Q: Eu sei que, às vezes, eu a atinjo. Como posso falar sobre esse estado com o senhor?

Pupul: O senhor disse que não usa o instrumento que tem, que é o pensamento.

Radha Burnier: Mas, eu acho que Krishnaji mostrou a diferença: não é uma questão de sentir isso, ocasionalmente, mas de estar nisso, de viver com isso.

K: Quando você come, o apetite desperta. Ao levar uma vida superficial, como os seres humanos levam, eu digo a mim mesmo que eu gostaria de atingir essa profundidade onde há grande amplitude e beleza, algo imenso. Ora, o que devo fazer? Qual é a outra operação ou o outro movimento que deve acontecer quando o pensamento não está funcionando? A mente pode continuar sem limites?

Pupul: Nesse caso a pergunta é: Esse estado pode vir a existir onde não há limites?

K: Isso é tudo. Durante toda a sua vida, você conheceu o que são limites. Agora, pergunto a vocês: A mente pode existir sem limites?

Pupul: Se eu tivesse de perguntar a você "como", vocês diriam "não". A única coisa que resta, então, é observar a sua mente avaliando, porque não existe outra maneira.

K: Você fez isso? Você observou, a mente observou seus movimentos e avaliação?

Pupul: Sim.

K: Comparando, avaliando e finalizando. Em seguida, o que acontece?

Pupul: Em seguida vem a quietude.

K: Você diz que o movimento de avaliação chegou a um fim. Isso está certo? Você pode, honesta e realmente, dizer que o movimento com avaliação chegou ao fim?

Pupul: Neste momento ele chegou a um fim.

K: Isso não é bastante bom. Bastante bom significa que, através da minha vida, a avaliação terminou.

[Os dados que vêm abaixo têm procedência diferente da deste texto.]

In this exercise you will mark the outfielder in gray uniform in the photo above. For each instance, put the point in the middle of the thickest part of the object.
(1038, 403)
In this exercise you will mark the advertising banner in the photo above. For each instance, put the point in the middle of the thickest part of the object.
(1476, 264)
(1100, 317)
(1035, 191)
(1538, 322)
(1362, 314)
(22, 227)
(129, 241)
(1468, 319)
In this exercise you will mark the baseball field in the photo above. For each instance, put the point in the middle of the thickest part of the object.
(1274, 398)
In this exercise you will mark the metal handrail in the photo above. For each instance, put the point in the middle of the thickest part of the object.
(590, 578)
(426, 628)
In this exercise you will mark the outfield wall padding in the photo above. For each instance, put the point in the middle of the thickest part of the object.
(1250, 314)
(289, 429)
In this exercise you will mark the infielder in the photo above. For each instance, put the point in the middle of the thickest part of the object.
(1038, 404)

Pupul: Como posso saber isso?

K: Eu vou descobrir. Eu quero descobrir se a minha mente, que foi condicionada ao movimento de avaliação — avaliação que equipara comparação, imitação, aquiescência, um ideal, uma resistência que a salvaguarda da não-avaliação — eu quero descobrir se a mente pode dizer: "agora eu entendi todo o movimento de avaliação e vejo onde é o seu legítimo lugar e onde ela não cabe?"

Pupul: Como isso é entendido pela mente na qual não há pensamento?

K: Ela percebe. Demonstrarei isso para vocês. O pensamento examinou-a, analisou-a num determinado momento; o pensamento indagou, insistiu, ponderou e afirma ter visto todo o movimento de avaliação e que a verdadeira percepção desse movimento é o fim desse mesmo movimento. A verdadeira percepção do movimento, isto é, o próprio ato de ver é a atividade e o fim da atividade. Ver que esse movimento é tempo, medida, ver todo o seu esquema, a sua natureza, a sua estrutura, essa verdadeira percepção age no sentido de colocar fim a esse movimento. Portanto, o ato de ver é o ponto final. Não há nenhum esforço envolvido nisso. Você diz: "Eu vi isso." Viu mesmo?